For some Americans, trade barriers are causing anxiety. Terry Schultz, president of Madison, S.D.-based seed producer Mustang Seeds, said tariffs on U.S. soybean exports have “ramped up pressure on profitability” for the farming sector, which has already been under pressure from lower commodity prices in recent years. “Our sales numbers are good. What’s always a concern is the profitability of our customers and their ability to pay us,” Mr. Schultz said.

A key measure of business spending moderated from the first quarter but remained robust. Non-residential fixed investment—reflecting spending on commercial construction, equipment and intellectual property products such as software—rose at a 7.3% rate after rising 11.5% in the first quarter.

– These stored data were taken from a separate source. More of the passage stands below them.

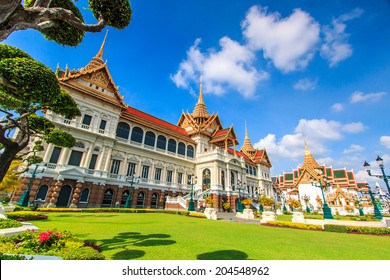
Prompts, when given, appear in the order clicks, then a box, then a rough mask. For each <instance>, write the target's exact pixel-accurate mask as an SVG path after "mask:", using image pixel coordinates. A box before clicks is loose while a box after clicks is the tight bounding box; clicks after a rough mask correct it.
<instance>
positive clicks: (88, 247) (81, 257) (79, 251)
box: [0, 230, 104, 260]
mask: <svg viewBox="0 0 390 280" xmlns="http://www.w3.org/2000/svg"><path fill="white" fill-rule="evenodd" d="M86 245H87V246H86ZM0 251H1V252H2V253H3V254H15V255H19V254H28V255H50V256H59V257H61V258H63V259H64V260H103V259H104V256H103V255H102V254H100V253H99V252H98V251H97V250H95V249H94V248H93V246H91V243H90V244H86V243H85V242H84V241H83V240H81V239H78V238H76V237H74V236H73V235H72V234H71V233H69V232H66V231H64V232H59V231H56V230H53V231H44V232H40V233H38V232H33V231H26V232H23V233H19V234H16V235H12V236H8V237H2V238H0ZM0 258H2V256H0Z"/></svg>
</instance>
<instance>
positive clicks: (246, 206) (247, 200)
mask: <svg viewBox="0 0 390 280" xmlns="http://www.w3.org/2000/svg"><path fill="white" fill-rule="evenodd" d="M241 203H242V205H244V206H245V208H250V206H251V204H252V199H250V198H248V197H247V198H245V199H243V200H242V201H241Z"/></svg>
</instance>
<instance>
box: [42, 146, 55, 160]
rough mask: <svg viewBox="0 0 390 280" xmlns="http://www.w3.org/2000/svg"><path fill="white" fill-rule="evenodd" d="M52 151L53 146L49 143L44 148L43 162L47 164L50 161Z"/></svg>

The 2017 tax overhaul was designed to encourage such investments by lowering the corporate tax rate and by letting companies immediately deduct certain capital expenditures instead of depreciating them over time.

Tax cuts were part of President Donald Trump’s plan to boost economic growth to the above-3% annual growth rate that marked the robust expansions of the 20th century.

He hailed the GDP report Friday, saying the economy is growing at a “very sustainable” pace and predicting it will expand at least 3 % this year.

Economic forecasters largely agreed the tax legislation would boost growth in the near term, but were split over whether the legislation would increase the economy’s growth rate over the long term in the face of an aging population and meager productivity growth.

Output rose 2.8% in the second quarter from the same period of 2017. Fed officials expect to see growth hit the same pace in the fourth quarter of this year from a year earlier, which would mark the best calendar year since 2005. However, they forecast growth to ebb to 1.8% a year in the long run.

“Enjoy it while it lasts,” Ian Shepherdson, chief economist at Pantheon Macroeconomics, said of the strong second quarter. He expects consumer spending to slow in the third quarter as the boost from the tax cuts fades.

The GDP report included two main soft spots—housing and inventories.

Residential fixed investment fell at a 1.1 % rate in the second quarter. That could reflect higher mortgage rates, low housing inventory and tax-code changes that diminished decades-old perks that encouraged homeownership.

A drop in inventories subtracted 1 percentage point from the second-quarter growth rate, largely offsetting the gain from exports.

Some analysts said, however, that could help boost third-quarter growth if businesses restock their shelves in anticipation of continued strong demand.

Growth has been lackluster during the current expansion compared with its recent predecessors: From the second quarter of 2009 through the second quarter, GDP increased at an average annual rate of 2.3 %, below the 2.9 % rate during the 2001-07 expansion and the 3.6 % rate from 1991 to 2001.